JR: Innovation is often confused with invention. To innovate does not mean inventing new things, it means finding solutions to things that did not exist before. Many innovative solutions use existing technologies, but package them in a unique way to solve a particular problem. What I find fascinating is that innovation often leads to improvements to ‘problems’ that no one was aware of, by doing so they improve our lives and experiences. These innovations becoming truly meaningful. To find such innovations is often the result of curiosity; playing with ideas in stolen moments, weaved together by thoughts from diverse projects, often finding something by chance. As Einstein said, ‘creativity is the residue of wasted time.’
LUX: How do you design-in a net zero target?
JR: Net-zero is a straightforward idea but complex in execution. Designing for net-zero is quite simple, we are doing that already by engineering flexible architecture into new superyacht platforms, however they can only achieve net-zero in operation via accountancy. The use of various alternative fuels will still lead to the emission of carbon, for these to be net-zero there must be an accountancy that the carbon emitted has been captured somewhere else. Net-zero is therefore an eco-system spanning many industries, regions, and nations.
LUX: Are superyachts following the motor industry in adopting electrification as a viable alternative to fossil fuel?
JR: Yes, electrification is being embraced but in a different context. Whilst cars are mainly going full electric, yachts are remaining the equivalent of an electric hybrid. This is simply down to the scale of energy needed for a yacht to operate, and the limited storage capacity of batteries. Designs such as Kairos from Oceanco / Pininfarina / Lateral are pushing the boundary and achieving 75% of daily operation on battery. However, we can be sure that battery technology will advance and it is a core part of our future proofing strategy to make batteries part of our energy and propulsion system architecture choices.

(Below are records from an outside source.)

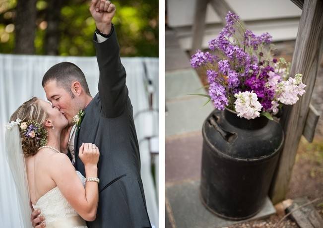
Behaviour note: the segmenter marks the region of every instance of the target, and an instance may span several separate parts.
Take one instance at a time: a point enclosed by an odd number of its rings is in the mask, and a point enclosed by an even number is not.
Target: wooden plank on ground
[[[286,213],[295,210],[309,202],[307,198],[296,199],[293,200],[293,204],[287,208]],[[301,207],[291,214],[289,217],[291,217],[301,228],[323,228],[323,219],[313,204]]]
[[[291,75],[303,75],[306,93],[293,106],[286,106],[281,123],[285,132],[269,195],[274,204],[285,199],[296,152],[304,128],[322,53],[323,31],[323,1],[305,0],[293,56]],[[289,106],[289,107],[288,107]]]

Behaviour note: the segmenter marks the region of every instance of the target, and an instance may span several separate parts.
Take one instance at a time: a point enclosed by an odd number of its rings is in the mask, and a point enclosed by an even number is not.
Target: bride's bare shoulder
[[[43,159],[47,160],[46,163],[50,167],[54,166],[56,168],[59,165],[73,167],[68,157],[63,153],[57,153],[49,148],[43,148],[37,154],[41,155]]]

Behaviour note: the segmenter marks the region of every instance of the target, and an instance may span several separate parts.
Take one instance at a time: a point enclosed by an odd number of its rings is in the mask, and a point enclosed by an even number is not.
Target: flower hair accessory
[[[21,120],[20,119],[16,119],[16,121],[12,120],[9,123],[7,123],[5,124],[5,129],[7,130],[11,130],[15,125],[19,125],[20,124],[20,122],[21,122]]]
[[[37,120],[28,120],[20,123],[20,131],[26,137],[40,140],[40,146],[47,143],[47,131]]]
[[[76,124],[78,127],[79,127],[81,125],[81,122],[83,119],[83,117],[85,114],[83,110],[80,110],[77,115],[75,115],[73,117],[73,122],[72,123],[74,124]]]
[[[37,120],[28,120],[22,122],[21,121],[20,119],[17,119],[16,121],[12,120],[7,123],[5,128],[10,130],[15,125],[20,125],[22,135],[31,138],[36,138],[40,140],[39,145],[41,147],[47,144],[47,131]]]

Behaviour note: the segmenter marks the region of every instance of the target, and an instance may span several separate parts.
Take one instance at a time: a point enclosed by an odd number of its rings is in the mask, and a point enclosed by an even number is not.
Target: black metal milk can
[[[263,116],[248,120],[226,109],[203,125],[200,196],[212,212],[246,219],[261,209],[268,194],[284,133]]]

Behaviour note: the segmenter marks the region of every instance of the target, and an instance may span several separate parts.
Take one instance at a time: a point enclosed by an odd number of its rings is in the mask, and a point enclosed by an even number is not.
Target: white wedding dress
[[[85,178],[78,171],[76,173],[83,185]],[[71,189],[72,190],[72,189]],[[41,197],[34,209],[39,209],[45,217],[46,228],[87,228],[85,221],[77,214],[56,186]]]

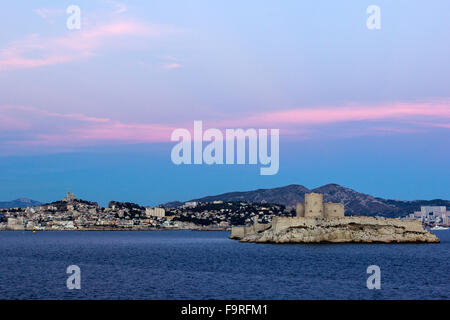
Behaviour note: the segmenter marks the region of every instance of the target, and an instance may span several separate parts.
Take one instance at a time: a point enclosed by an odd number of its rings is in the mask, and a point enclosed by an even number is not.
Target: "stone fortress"
[[[319,193],[305,194],[295,217],[274,217],[271,223],[260,224],[255,216],[250,226],[233,226],[230,238],[263,243],[439,242],[420,221],[346,217],[342,203],[324,203]]]
[[[297,203],[296,216],[306,218],[340,218],[344,216],[342,203],[323,203],[323,194],[305,194],[305,203]]]

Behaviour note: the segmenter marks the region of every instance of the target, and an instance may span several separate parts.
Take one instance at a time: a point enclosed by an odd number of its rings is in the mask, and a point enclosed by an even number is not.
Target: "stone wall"
[[[344,217],[344,205],[342,203],[327,202],[323,205],[326,218]]]

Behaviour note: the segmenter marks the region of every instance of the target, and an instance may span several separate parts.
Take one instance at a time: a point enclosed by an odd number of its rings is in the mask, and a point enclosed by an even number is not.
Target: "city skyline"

LUX: We read about alternatives like liquid hydrogen-based systems, will these become industry-standard in the future?
JR: There are many alternative fuels being explored by the marine industry (and other industries) in the move to decarbonisation and net-zero. Some of these fuels, such as bio diesel, are a simple ‘drop-in’ equivalent for the diesel we already use. Other fuels, such as methanol and liquid hydrogen can make compelling options for future net-zero fuels. However, all of these require more space on board as they have a lower energy density than current fossil fuels. In the future there will be no singular solution, there may be many different future fuels in use. We can be certain that this will be a (welcome) challenge to designers and engineers; we will need to become even more efficient in energy use (so we require less fuel as it uses more volume) and we will also need to offer at least equivalent levels of functionality but in a smaller package. This is the creative challenge we will face in the future; such challenges drive us to innovate.
LUX: What do you tell your next gen clients when they are spoiled for choice?
JR: We live in an age of so much choice that it often becomes an enemy to decision making. When I was growing up, we had three TV channels, now we have hundreds but choosing which one to watch is surprisingly quite hard at times! It is a key skill of any leader to be able to guide their clients through the complexities of choice. There are some choices that are complex, technical, rational, and others which are very emotive and personal. Equally there are a multitude that fall in the grey area in between, and guiding clients in these choices without making them feel like they are taking unmanaged risks is key.